Beyond that, what heuristics are people using to determine when to call experiments? The measures of confidence and risk are useful and intuitive, but I’m foreseeing a lot of experiments that end up in the “no effect” bucket, e.g. with 40-60% Chance to Beat Control a few weeks out. In these cases, is the right move to wait for more data, or should I call the experiment and trust that there’s probably no effect?
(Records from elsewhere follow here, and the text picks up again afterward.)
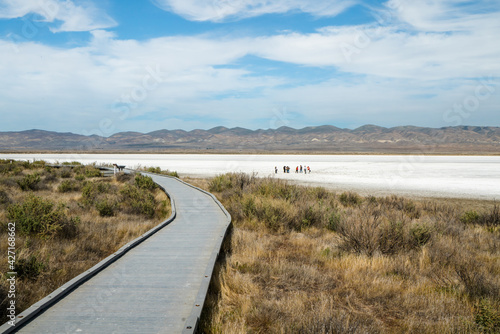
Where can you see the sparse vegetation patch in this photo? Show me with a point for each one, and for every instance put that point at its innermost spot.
(306, 260)
(68, 219)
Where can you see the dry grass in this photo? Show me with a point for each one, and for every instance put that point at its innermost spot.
(305, 260)
(58, 257)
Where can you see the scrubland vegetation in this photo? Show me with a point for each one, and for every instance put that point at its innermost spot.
(67, 220)
(306, 260)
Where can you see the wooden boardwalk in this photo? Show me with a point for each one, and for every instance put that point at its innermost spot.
(159, 286)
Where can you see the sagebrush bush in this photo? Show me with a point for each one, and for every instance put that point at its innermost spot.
(66, 173)
(92, 172)
(29, 268)
(91, 191)
(106, 208)
(487, 317)
(145, 182)
(470, 217)
(68, 186)
(4, 197)
(350, 199)
(29, 182)
(37, 216)
(158, 170)
(123, 177)
(138, 201)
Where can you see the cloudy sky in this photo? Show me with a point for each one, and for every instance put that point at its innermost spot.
(104, 66)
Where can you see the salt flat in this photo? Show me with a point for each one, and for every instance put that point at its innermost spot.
(436, 176)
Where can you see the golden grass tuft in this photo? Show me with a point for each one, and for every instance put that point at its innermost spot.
(381, 265)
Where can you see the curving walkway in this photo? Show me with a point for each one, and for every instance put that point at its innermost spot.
(158, 286)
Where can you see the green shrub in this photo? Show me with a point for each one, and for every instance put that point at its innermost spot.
(421, 234)
(4, 197)
(29, 182)
(138, 201)
(486, 317)
(66, 173)
(492, 218)
(123, 177)
(157, 170)
(145, 182)
(68, 186)
(29, 268)
(333, 221)
(350, 199)
(92, 172)
(105, 208)
(220, 183)
(92, 190)
(36, 216)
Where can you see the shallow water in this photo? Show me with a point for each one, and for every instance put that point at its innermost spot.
(439, 176)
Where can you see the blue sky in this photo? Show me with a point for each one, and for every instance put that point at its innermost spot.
(101, 67)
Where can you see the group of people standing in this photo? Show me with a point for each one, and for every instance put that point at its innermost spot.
(298, 169)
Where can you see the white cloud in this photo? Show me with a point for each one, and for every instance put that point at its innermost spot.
(81, 17)
(219, 10)
(382, 81)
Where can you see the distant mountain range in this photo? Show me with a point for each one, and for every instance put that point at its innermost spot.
(318, 139)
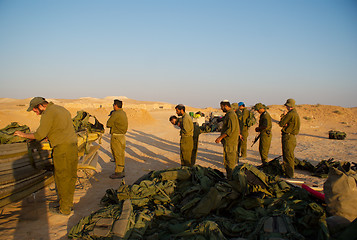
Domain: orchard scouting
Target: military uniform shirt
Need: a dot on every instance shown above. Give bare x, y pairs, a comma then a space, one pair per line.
242, 118
118, 122
230, 125
290, 123
265, 122
56, 124
187, 126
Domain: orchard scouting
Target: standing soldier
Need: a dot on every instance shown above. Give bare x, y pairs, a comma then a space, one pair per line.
264, 130
242, 114
196, 133
118, 124
229, 138
290, 123
56, 124
186, 132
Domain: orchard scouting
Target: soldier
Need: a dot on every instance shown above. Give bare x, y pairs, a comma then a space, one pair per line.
264, 129
56, 124
229, 138
118, 124
196, 132
186, 132
242, 114
290, 123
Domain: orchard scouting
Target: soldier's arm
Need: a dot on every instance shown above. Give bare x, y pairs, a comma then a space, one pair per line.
44, 128
284, 120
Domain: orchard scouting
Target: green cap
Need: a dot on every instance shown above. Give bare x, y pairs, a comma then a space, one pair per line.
258, 106
34, 102
290, 102
234, 106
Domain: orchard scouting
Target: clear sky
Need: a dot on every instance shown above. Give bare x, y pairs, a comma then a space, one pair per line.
195, 52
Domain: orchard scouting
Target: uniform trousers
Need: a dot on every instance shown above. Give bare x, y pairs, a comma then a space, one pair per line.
65, 160
288, 142
117, 145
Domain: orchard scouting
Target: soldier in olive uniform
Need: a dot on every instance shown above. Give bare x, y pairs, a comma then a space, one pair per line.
242, 114
196, 132
290, 123
229, 138
186, 132
264, 129
56, 124
118, 124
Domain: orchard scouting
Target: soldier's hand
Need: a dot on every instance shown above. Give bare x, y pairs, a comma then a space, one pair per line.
18, 133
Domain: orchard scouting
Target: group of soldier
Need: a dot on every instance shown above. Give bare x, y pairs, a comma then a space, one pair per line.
234, 134
56, 125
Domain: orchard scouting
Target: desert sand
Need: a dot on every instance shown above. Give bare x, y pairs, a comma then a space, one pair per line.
153, 144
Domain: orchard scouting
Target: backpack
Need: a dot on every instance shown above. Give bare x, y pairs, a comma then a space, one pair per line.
251, 120
336, 135
340, 191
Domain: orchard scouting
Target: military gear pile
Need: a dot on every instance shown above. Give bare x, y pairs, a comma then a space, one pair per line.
321, 170
336, 135
7, 133
81, 122
200, 203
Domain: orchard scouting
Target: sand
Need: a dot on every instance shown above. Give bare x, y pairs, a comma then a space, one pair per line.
153, 144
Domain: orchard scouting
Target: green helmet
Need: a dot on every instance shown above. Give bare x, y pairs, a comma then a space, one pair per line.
34, 102
290, 102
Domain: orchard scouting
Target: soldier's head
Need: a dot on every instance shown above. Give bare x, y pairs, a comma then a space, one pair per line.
259, 107
38, 105
290, 104
241, 105
180, 109
234, 106
173, 120
117, 104
225, 105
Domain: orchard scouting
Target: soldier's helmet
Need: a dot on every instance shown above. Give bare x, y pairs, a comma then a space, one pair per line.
290, 102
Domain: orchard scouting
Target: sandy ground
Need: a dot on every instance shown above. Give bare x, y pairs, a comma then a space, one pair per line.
152, 144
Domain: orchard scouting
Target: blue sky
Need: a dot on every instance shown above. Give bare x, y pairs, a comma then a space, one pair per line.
193, 52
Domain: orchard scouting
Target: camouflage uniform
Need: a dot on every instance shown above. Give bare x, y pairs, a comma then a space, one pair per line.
56, 124
242, 144
186, 141
290, 124
118, 124
230, 143
265, 125
196, 133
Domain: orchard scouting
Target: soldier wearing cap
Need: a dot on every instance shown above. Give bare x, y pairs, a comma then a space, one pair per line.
196, 133
118, 124
186, 132
264, 129
290, 123
229, 138
56, 124
242, 114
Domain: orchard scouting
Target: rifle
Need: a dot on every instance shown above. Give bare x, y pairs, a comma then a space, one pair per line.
256, 139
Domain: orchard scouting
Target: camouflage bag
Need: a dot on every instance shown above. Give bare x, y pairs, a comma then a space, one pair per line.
82, 122
7, 133
336, 135
341, 193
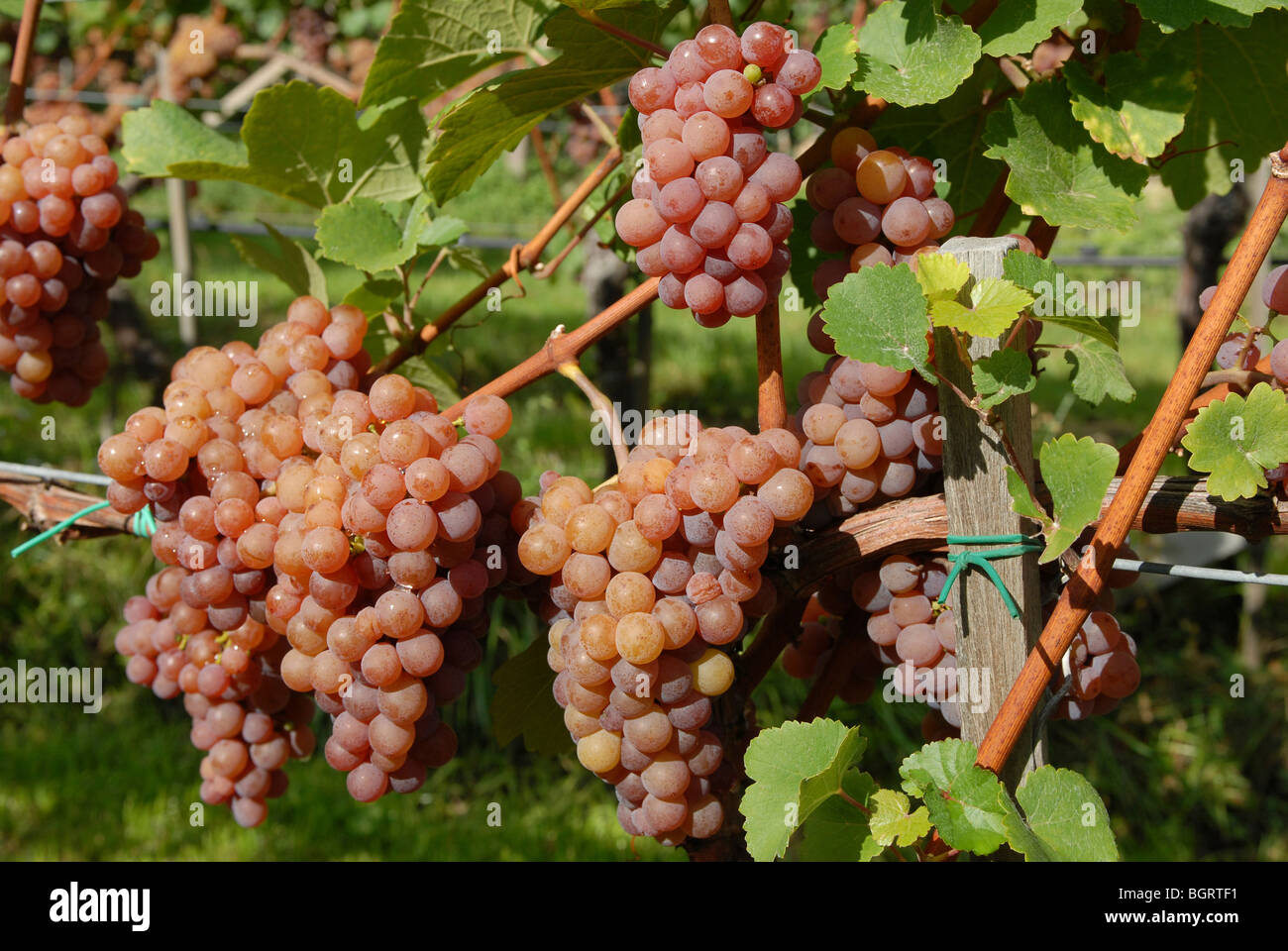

I know it’s probably hard to enumerate rules here, but I’m curious on people’s general approach!
06/11/2022, 7:57 PM
If a test is flat, chance to beat control will hover around 50% forever, but risk will approach zero the more data you collect. So for inconclusive tests, you can wait until the risk is low enough and then just make a decision one way or the other and move on. There are usually lots of external factors in making a decision so there's no hard and fast rule for this.
06/11/2022, 8:03 PM
I see, that’s useful to know that risk will lower over time in that case. I’m sure we’ll build a better intuition of these metrics over time.
One thing that would be incredibly useful to see, and that we would be happy to contribute to, is a set of post-mortems / examples of experiments people have run, how they’ve designed them, how they chose conversion delay / window, how they analyzed the results, etc. I felt like I had built up that intuition deeply in the frequentist world, but since I’m new to the Bayesian metrics, I’m having trouble reasoning through all the nuances. Are there resources you’d recommend for “real world Bayesian A/B testing” with stories like this from other companies?